The awareness campaign, produced in cooperation with the City of Reno andWolf Pack Relations, has already received accolades from UNR President Brian Sandoval. Felts said social media metrics show the effort is reaching 18 to 24-year-olds and being widely shared across platforms.
“We’ll keep an eye on what’s developing,” he said. He noted that the target audience is armored against changing its ways because students’ expectations of the college experience have been so disrupted by the pandemic.
‘They didn’t sign up for this’
“One of the fun things about going to college getting away from parents and making decisions on your own,” Felts said. “Then this major health crisis comes along and suddenly the students have to go back home and… what? Take classes in their bedrooms? They didn’t sign up for this. It’s difficult audience. We’re fighting something they have a romantic relationship with.”
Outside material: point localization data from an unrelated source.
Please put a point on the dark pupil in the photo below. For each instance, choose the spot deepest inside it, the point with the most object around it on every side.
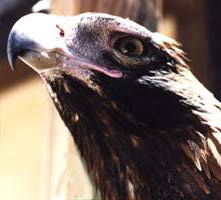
(130, 47)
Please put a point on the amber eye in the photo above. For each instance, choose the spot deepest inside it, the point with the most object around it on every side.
(129, 46)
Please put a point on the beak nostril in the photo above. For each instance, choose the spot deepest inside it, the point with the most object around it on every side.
(61, 33)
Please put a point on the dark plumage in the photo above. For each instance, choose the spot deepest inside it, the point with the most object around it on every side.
(147, 128)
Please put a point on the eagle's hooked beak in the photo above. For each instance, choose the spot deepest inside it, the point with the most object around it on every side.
(36, 40)
(40, 41)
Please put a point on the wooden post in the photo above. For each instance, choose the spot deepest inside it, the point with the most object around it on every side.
(71, 181)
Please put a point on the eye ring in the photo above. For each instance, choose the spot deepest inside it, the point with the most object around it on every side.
(129, 46)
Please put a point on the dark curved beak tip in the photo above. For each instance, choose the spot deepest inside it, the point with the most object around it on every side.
(11, 51)
(11, 59)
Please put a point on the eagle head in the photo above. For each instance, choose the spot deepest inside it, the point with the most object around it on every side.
(147, 128)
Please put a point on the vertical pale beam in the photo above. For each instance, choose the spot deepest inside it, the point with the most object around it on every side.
(71, 181)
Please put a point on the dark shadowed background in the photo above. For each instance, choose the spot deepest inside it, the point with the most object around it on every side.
(24, 105)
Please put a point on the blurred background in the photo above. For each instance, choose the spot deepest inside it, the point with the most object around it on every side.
(38, 159)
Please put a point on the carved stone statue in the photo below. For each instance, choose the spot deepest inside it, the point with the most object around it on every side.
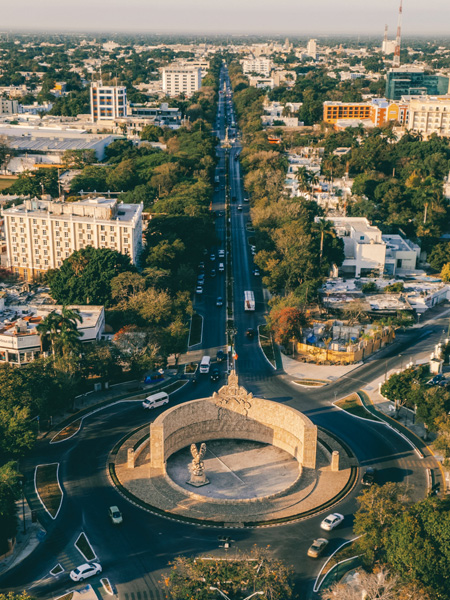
(197, 466)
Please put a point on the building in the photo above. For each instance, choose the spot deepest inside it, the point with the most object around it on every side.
(108, 102)
(364, 248)
(407, 81)
(379, 111)
(8, 107)
(41, 234)
(20, 343)
(261, 66)
(181, 79)
(429, 114)
(53, 141)
(311, 49)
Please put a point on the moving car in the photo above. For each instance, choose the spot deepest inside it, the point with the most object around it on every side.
(369, 476)
(331, 521)
(215, 375)
(85, 570)
(115, 515)
(317, 547)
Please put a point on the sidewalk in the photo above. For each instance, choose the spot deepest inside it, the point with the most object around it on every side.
(25, 542)
(326, 373)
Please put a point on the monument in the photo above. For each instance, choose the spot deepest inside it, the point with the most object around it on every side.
(197, 467)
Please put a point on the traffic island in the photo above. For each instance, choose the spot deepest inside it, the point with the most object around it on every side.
(267, 464)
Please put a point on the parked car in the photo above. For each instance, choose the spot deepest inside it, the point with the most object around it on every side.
(115, 515)
(331, 521)
(369, 476)
(220, 356)
(317, 547)
(85, 570)
(215, 375)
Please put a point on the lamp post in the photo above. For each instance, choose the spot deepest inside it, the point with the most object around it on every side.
(211, 587)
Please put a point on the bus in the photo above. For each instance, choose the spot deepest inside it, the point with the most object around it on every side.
(249, 300)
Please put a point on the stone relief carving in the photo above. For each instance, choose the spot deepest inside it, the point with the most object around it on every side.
(233, 396)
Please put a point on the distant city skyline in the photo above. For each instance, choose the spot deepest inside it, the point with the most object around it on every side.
(304, 17)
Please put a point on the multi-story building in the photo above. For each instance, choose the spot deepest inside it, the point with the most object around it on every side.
(181, 79)
(108, 102)
(311, 49)
(262, 66)
(378, 111)
(407, 81)
(429, 114)
(8, 107)
(41, 234)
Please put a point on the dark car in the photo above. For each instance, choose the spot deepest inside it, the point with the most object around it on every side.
(215, 375)
(369, 476)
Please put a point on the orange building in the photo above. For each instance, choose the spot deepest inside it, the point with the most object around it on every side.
(378, 110)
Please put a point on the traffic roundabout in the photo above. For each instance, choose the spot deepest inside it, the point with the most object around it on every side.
(261, 463)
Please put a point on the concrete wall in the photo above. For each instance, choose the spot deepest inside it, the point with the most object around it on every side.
(232, 416)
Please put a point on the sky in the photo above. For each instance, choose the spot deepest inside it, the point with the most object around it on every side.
(301, 17)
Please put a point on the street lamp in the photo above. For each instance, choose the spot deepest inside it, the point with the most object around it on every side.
(226, 597)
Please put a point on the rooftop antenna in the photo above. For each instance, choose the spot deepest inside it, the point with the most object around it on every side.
(396, 61)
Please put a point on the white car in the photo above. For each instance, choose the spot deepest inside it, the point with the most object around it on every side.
(84, 571)
(331, 521)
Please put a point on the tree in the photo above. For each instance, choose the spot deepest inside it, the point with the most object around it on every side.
(237, 577)
(378, 509)
(85, 277)
(445, 273)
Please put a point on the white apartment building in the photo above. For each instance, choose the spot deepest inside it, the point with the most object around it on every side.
(429, 114)
(364, 248)
(41, 234)
(20, 343)
(8, 107)
(108, 102)
(181, 79)
(263, 66)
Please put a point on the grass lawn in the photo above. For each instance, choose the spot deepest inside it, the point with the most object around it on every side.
(267, 345)
(311, 382)
(68, 431)
(353, 405)
(84, 547)
(195, 336)
(48, 487)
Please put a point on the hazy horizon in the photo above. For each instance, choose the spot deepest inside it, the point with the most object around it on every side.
(252, 17)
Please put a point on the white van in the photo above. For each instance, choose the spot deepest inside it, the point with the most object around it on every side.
(156, 400)
(205, 364)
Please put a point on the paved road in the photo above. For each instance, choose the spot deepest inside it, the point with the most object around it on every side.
(134, 555)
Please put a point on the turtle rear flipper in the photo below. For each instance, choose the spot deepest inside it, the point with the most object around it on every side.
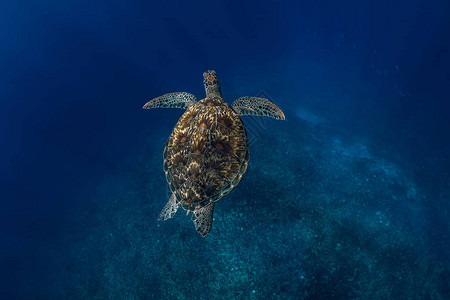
(170, 209)
(177, 100)
(257, 107)
(202, 219)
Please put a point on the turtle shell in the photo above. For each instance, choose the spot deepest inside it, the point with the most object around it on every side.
(206, 154)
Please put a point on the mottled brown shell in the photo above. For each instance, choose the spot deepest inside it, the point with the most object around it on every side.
(206, 154)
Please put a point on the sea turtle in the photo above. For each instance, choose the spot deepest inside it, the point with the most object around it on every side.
(207, 152)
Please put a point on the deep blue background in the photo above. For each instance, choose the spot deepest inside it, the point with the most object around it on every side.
(75, 74)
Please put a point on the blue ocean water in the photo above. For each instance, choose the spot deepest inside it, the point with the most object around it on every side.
(348, 198)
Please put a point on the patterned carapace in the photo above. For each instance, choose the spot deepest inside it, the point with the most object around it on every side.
(207, 152)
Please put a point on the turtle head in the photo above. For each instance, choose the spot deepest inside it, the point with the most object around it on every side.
(211, 82)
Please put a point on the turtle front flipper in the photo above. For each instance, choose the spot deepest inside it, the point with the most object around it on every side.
(202, 219)
(257, 107)
(170, 209)
(178, 100)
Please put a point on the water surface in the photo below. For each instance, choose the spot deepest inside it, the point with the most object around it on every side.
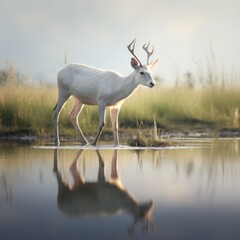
(188, 193)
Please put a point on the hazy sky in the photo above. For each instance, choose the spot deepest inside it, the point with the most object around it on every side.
(38, 33)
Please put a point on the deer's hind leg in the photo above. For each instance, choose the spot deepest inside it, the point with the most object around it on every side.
(76, 110)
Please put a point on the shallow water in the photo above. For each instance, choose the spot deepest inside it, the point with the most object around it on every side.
(181, 193)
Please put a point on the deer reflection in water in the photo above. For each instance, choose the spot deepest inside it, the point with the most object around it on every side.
(103, 197)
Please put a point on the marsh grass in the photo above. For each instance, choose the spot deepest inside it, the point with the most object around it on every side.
(27, 107)
(184, 106)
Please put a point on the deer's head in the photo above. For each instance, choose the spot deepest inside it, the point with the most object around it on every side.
(143, 73)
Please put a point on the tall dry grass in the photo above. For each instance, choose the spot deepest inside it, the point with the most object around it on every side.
(24, 106)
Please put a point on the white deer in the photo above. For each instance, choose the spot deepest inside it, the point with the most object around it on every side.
(105, 88)
(103, 197)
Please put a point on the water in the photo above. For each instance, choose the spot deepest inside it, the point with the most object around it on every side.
(185, 193)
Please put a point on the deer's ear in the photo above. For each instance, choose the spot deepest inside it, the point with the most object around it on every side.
(134, 63)
(153, 64)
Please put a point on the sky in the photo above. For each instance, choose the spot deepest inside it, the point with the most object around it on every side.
(38, 34)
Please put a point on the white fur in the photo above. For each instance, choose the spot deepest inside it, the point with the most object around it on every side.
(93, 86)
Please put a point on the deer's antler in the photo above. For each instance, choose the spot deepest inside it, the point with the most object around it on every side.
(131, 47)
(146, 49)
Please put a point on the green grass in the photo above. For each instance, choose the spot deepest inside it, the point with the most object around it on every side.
(31, 108)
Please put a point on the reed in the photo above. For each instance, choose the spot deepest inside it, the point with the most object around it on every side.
(24, 106)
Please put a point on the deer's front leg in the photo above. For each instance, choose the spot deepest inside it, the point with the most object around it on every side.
(102, 121)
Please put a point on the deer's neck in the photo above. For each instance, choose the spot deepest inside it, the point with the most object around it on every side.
(129, 85)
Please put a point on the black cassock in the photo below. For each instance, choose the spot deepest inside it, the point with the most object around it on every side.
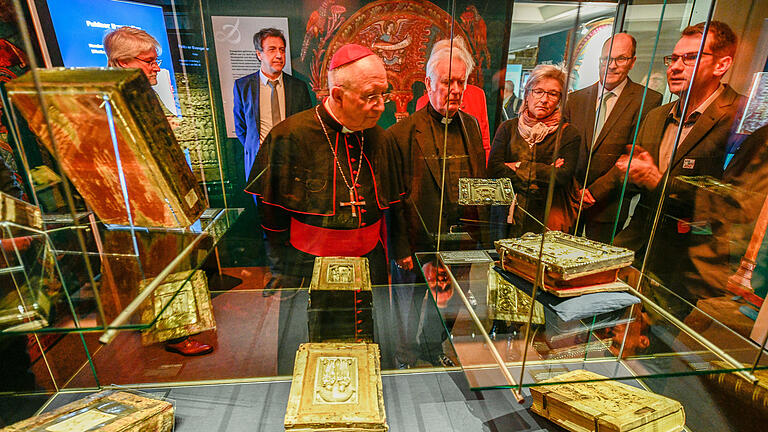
(304, 202)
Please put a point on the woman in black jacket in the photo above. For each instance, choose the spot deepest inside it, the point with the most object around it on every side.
(524, 150)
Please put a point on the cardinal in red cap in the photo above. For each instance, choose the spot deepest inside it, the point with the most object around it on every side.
(347, 54)
(324, 178)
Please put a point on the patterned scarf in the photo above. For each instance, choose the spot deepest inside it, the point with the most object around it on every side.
(534, 131)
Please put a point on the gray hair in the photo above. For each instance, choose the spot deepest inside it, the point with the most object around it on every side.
(126, 43)
(541, 72)
(441, 51)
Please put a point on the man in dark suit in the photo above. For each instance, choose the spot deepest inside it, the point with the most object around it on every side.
(266, 97)
(698, 147)
(435, 135)
(607, 114)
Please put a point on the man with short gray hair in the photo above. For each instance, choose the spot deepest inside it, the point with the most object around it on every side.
(435, 142)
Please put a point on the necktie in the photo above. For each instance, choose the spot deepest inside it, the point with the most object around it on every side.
(276, 117)
(603, 114)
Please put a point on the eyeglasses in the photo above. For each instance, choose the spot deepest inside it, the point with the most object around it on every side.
(154, 61)
(620, 61)
(689, 59)
(539, 93)
(374, 98)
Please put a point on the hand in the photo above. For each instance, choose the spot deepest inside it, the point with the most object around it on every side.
(644, 172)
(405, 263)
(588, 200)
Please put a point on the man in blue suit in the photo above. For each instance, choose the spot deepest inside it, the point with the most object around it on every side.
(266, 97)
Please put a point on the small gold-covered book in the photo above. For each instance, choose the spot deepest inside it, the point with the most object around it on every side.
(477, 191)
(189, 313)
(507, 302)
(19, 212)
(589, 405)
(340, 300)
(570, 262)
(336, 387)
(106, 411)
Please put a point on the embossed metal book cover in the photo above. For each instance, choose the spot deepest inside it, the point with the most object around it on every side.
(161, 189)
(340, 274)
(565, 257)
(106, 411)
(598, 406)
(509, 303)
(475, 191)
(340, 300)
(336, 386)
(189, 312)
(19, 212)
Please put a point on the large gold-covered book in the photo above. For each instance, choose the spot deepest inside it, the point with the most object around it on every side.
(19, 212)
(147, 164)
(340, 300)
(106, 411)
(336, 387)
(572, 265)
(604, 406)
(188, 313)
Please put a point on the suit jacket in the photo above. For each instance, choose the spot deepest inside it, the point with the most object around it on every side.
(701, 153)
(246, 109)
(420, 170)
(605, 181)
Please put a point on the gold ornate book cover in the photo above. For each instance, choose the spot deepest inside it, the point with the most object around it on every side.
(569, 261)
(507, 302)
(106, 411)
(336, 386)
(189, 313)
(340, 300)
(19, 212)
(598, 406)
(161, 189)
(476, 191)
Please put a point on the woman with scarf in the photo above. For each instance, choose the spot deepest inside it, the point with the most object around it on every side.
(525, 150)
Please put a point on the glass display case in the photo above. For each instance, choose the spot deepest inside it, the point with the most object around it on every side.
(538, 188)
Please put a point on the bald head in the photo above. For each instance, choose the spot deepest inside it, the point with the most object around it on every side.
(617, 59)
(356, 92)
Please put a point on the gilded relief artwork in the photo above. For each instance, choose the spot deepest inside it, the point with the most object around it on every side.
(508, 303)
(336, 380)
(565, 254)
(475, 191)
(340, 273)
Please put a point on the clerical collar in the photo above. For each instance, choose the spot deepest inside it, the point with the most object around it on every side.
(335, 124)
(437, 116)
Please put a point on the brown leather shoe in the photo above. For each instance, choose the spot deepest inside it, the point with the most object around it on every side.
(189, 347)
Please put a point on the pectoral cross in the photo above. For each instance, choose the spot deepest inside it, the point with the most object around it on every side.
(352, 203)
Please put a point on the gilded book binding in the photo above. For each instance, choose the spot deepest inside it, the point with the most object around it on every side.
(507, 302)
(188, 313)
(161, 189)
(106, 411)
(475, 191)
(340, 300)
(336, 387)
(569, 261)
(19, 212)
(604, 406)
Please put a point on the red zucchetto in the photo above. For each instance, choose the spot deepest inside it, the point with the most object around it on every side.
(347, 54)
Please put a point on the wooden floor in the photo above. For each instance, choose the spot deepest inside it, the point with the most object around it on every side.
(244, 343)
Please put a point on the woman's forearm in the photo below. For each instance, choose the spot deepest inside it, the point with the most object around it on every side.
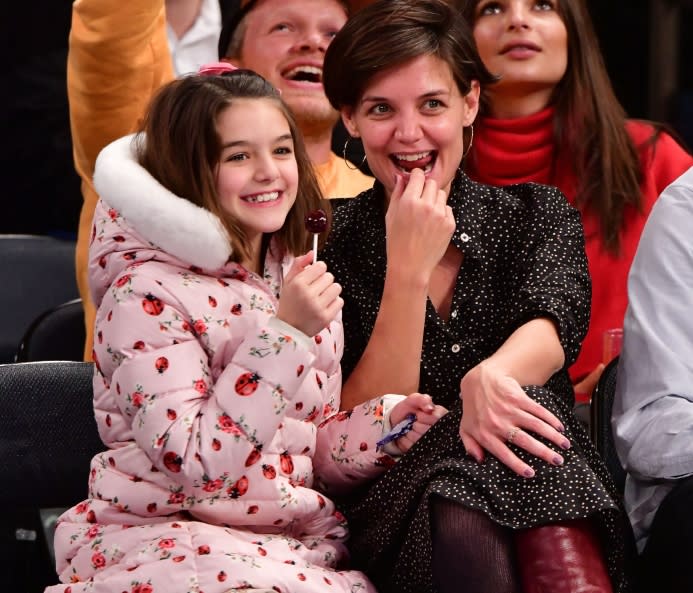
(390, 363)
(532, 353)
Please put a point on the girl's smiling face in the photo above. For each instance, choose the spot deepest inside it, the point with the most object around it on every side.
(257, 175)
(413, 116)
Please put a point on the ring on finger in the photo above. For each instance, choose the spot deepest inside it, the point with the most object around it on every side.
(512, 433)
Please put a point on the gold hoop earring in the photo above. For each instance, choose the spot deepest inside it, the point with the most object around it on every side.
(471, 141)
(347, 162)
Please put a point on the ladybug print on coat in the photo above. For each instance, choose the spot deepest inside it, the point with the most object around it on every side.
(209, 413)
(246, 384)
(152, 305)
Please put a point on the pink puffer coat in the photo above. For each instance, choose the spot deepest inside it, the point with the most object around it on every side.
(212, 411)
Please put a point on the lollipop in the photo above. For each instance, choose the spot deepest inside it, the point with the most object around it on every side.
(316, 223)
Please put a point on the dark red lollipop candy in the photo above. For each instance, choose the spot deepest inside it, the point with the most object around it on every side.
(316, 221)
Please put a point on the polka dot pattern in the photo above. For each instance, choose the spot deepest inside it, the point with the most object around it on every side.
(523, 258)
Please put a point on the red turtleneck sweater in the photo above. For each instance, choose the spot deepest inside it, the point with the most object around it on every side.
(510, 151)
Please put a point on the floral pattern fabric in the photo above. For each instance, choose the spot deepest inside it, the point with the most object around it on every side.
(218, 421)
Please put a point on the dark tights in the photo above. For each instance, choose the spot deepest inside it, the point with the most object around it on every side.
(470, 552)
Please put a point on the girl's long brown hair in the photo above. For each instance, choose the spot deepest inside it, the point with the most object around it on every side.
(590, 127)
(179, 145)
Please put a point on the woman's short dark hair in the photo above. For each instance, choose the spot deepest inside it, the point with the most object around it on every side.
(388, 33)
(180, 147)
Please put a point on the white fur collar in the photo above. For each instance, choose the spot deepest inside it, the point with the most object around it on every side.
(176, 225)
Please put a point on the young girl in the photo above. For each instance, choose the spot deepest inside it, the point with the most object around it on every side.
(216, 397)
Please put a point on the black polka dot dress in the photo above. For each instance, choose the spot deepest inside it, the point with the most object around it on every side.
(523, 258)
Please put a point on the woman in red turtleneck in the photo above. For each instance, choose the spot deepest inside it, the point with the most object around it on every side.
(553, 118)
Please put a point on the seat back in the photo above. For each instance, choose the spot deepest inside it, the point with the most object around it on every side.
(600, 423)
(49, 436)
(38, 273)
(56, 334)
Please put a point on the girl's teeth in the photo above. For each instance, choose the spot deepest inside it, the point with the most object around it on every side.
(412, 157)
(268, 197)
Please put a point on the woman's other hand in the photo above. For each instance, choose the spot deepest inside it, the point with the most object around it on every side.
(497, 411)
(309, 298)
(427, 413)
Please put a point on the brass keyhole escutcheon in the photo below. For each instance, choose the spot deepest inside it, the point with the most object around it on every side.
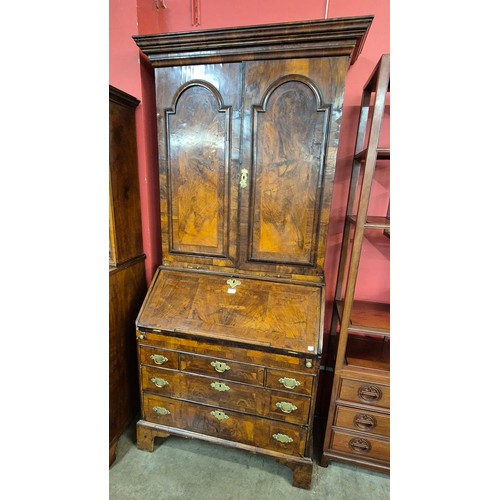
(219, 415)
(233, 283)
(159, 382)
(244, 178)
(160, 410)
(286, 407)
(158, 359)
(220, 366)
(282, 438)
(289, 383)
(219, 386)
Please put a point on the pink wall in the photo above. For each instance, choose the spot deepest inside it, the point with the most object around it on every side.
(129, 17)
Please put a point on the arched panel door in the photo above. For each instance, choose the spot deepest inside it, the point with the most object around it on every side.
(198, 208)
(289, 119)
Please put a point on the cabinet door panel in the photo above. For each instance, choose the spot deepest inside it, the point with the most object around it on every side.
(197, 111)
(290, 112)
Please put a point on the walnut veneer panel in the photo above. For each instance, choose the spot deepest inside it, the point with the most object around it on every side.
(271, 314)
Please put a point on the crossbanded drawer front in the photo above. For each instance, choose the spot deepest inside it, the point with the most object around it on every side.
(227, 394)
(159, 357)
(226, 424)
(361, 420)
(223, 368)
(366, 393)
(360, 446)
(295, 383)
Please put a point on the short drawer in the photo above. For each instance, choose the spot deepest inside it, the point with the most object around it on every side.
(298, 383)
(360, 446)
(361, 420)
(223, 368)
(158, 357)
(225, 424)
(368, 393)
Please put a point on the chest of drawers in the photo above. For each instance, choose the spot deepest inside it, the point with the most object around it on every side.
(243, 379)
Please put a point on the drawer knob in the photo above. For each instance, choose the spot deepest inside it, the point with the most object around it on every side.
(282, 438)
(289, 383)
(365, 422)
(286, 407)
(160, 410)
(220, 366)
(219, 386)
(159, 382)
(369, 393)
(360, 445)
(158, 359)
(219, 415)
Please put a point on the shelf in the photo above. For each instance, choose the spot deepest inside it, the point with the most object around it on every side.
(371, 318)
(364, 352)
(382, 154)
(373, 222)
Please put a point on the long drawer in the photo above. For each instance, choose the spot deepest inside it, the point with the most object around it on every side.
(246, 398)
(360, 446)
(226, 424)
(362, 420)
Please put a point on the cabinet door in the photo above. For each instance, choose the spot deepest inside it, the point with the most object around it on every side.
(292, 110)
(198, 109)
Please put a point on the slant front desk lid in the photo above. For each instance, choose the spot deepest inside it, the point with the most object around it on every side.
(278, 316)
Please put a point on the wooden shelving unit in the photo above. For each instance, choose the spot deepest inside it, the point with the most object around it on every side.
(357, 429)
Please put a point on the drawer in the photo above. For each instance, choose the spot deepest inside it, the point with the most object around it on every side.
(365, 393)
(361, 420)
(298, 383)
(309, 364)
(226, 424)
(223, 368)
(158, 357)
(226, 394)
(360, 446)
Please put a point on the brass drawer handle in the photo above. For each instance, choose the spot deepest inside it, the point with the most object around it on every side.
(289, 383)
(365, 422)
(369, 393)
(360, 445)
(160, 410)
(219, 415)
(219, 386)
(158, 359)
(220, 366)
(286, 407)
(283, 438)
(159, 382)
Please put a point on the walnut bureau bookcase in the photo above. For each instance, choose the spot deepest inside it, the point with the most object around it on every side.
(358, 425)
(230, 333)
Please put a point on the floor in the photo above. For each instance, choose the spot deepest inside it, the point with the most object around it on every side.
(188, 468)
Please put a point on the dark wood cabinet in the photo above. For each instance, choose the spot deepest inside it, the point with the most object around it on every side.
(127, 281)
(358, 425)
(248, 125)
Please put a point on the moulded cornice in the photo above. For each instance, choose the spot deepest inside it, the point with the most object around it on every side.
(329, 37)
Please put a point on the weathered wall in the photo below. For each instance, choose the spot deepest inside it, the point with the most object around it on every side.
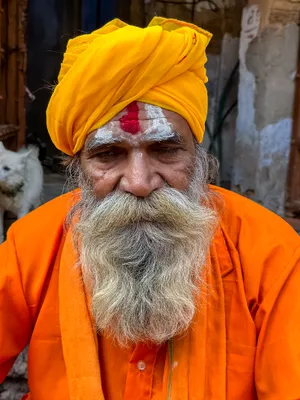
(268, 60)
(223, 19)
(15, 385)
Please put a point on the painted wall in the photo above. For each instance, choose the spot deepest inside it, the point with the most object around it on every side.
(268, 61)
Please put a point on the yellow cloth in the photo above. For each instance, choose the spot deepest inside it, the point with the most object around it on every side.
(103, 72)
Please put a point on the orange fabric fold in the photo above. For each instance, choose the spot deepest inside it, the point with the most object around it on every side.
(103, 72)
(79, 338)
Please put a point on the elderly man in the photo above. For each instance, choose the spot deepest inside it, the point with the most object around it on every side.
(147, 283)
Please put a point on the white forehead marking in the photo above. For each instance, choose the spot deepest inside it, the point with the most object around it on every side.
(158, 129)
(158, 123)
(106, 135)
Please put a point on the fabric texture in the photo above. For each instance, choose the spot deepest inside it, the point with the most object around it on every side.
(244, 342)
(103, 72)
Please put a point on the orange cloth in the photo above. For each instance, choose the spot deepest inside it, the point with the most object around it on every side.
(103, 72)
(244, 343)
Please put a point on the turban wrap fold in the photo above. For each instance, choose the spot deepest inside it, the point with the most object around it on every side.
(103, 72)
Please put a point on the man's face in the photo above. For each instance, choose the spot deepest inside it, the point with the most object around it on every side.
(144, 148)
(145, 224)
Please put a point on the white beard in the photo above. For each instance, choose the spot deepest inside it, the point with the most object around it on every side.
(142, 261)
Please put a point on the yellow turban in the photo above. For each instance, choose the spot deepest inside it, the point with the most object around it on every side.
(103, 72)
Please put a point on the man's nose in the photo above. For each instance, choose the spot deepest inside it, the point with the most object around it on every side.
(139, 177)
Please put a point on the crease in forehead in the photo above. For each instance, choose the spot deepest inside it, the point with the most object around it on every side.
(158, 128)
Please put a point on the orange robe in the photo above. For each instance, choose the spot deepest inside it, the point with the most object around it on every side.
(244, 343)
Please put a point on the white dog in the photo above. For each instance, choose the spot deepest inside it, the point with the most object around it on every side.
(21, 182)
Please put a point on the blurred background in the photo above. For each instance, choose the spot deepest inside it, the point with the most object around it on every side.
(253, 125)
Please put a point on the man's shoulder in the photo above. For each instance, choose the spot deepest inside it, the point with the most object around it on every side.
(252, 228)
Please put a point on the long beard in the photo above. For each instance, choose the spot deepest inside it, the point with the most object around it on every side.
(142, 260)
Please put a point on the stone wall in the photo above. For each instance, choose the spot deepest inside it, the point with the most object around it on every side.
(15, 385)
(268, 62)
(223, 19)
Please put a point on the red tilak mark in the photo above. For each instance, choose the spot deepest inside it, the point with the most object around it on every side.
(130, 121)
(194, 38)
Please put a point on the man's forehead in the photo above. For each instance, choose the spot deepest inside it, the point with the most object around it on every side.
(143, 112)
(137, 123)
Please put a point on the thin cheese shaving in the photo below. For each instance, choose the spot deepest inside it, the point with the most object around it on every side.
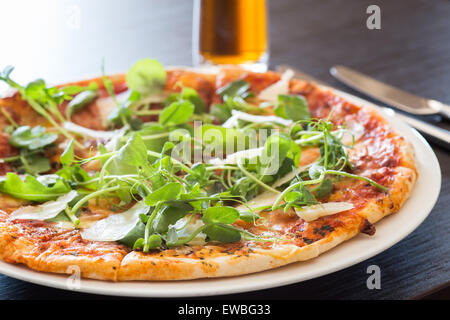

The romance vanished in 2020: Roommates are scattered to the winds. Dorms are abandoned. The campus became a ghost town with a few masked specters flitting among buildings that once teemed with youthful energy. A way of life that youngsters had been looking forward to for years is suddenly off limits at the very moment they are on the cusp of adulthood.
“I’m trying to become more empathetic,” Felts said. “We’re doing what is called social-media listening to see which videos may be effective, what’s working. It’s all part of a strategy to reach a large number of students.
“We’re trying to get the message out as widely as we can.”